I’m currently nestled in a coffee shop, a stone’s throw from my now eerily empty apartment. As of last night, my housemates have all fled the coop, and tonight, the last friendly face on our floor is set to bid adieu. Soon, it’ll just be me, tucked away in one corner, and some mysterious soul occupying the opposite end, with the quiet married couple next door providing the occasional reminder of human presence.
Now, you’d think with all this empty space around me, I’d be packing up my belongings with the efficiency of a well-oiled machine. But alas, procrastination seems to have won the day. Most of my stuff is crammed into a 65-liter backpack, and I’m just twiddling my thumbs, waiting for some last-minute laundry to finish its spin cycle. Tomorrow marks the final countdown: one more sleep until Thailand.

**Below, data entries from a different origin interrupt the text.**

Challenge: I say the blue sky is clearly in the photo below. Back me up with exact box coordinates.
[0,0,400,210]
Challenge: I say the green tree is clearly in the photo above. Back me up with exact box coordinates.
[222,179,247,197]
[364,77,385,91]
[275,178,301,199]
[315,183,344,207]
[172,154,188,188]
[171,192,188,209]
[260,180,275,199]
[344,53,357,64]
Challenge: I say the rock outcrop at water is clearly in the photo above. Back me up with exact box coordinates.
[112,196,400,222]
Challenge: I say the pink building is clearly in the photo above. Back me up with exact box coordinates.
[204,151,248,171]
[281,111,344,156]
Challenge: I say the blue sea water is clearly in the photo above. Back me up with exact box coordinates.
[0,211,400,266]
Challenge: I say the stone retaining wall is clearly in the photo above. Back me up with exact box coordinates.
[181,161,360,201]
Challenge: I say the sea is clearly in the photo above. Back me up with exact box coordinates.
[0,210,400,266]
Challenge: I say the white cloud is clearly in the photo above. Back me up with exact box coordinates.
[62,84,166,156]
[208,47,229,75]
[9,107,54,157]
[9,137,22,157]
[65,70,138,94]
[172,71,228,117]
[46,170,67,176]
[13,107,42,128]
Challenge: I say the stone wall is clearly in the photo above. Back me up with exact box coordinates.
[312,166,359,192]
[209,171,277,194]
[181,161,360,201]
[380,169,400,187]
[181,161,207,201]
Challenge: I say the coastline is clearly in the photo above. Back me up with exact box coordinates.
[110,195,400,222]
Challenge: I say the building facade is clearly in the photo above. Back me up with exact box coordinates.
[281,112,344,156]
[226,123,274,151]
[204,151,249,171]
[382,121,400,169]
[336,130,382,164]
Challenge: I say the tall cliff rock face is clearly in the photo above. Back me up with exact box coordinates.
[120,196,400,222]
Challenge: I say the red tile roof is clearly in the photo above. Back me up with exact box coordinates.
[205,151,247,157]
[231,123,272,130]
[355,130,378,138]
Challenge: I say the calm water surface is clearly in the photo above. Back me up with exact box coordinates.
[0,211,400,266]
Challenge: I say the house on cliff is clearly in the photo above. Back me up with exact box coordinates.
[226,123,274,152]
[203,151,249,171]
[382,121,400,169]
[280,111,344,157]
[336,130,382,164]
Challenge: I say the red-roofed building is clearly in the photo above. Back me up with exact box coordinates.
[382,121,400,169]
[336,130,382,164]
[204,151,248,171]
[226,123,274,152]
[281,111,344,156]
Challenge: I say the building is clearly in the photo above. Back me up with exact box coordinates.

I’ve been buzzing with excitement about this trip for ages, but today, along with the excitement, a twinge of fear has crept in. It’s not the prospect of navigating a foreign country where I don’t speak the language—after nine months in Doha, that doesn’t faze me much. No, my apprehension stems from the idea of not having a permanent roof over my head for the first time ever. Living out of a backpack is a whole new ball game. Sure, I’ve done the suitcase shuffle for a few weeks at a time, but this is different. It’s more of a hopscotch around the map, a wandering with no fixed destination. But hey, not everyone gets the chance to embark on such an adventure, so I’m going to embrace it, fears and all. Once I’m lounging on a Thai beach, I’m sure all this anxiety will be nothing but a distant memory—possibly drowned out by the sound of the waves and the clinking of coconut drinks.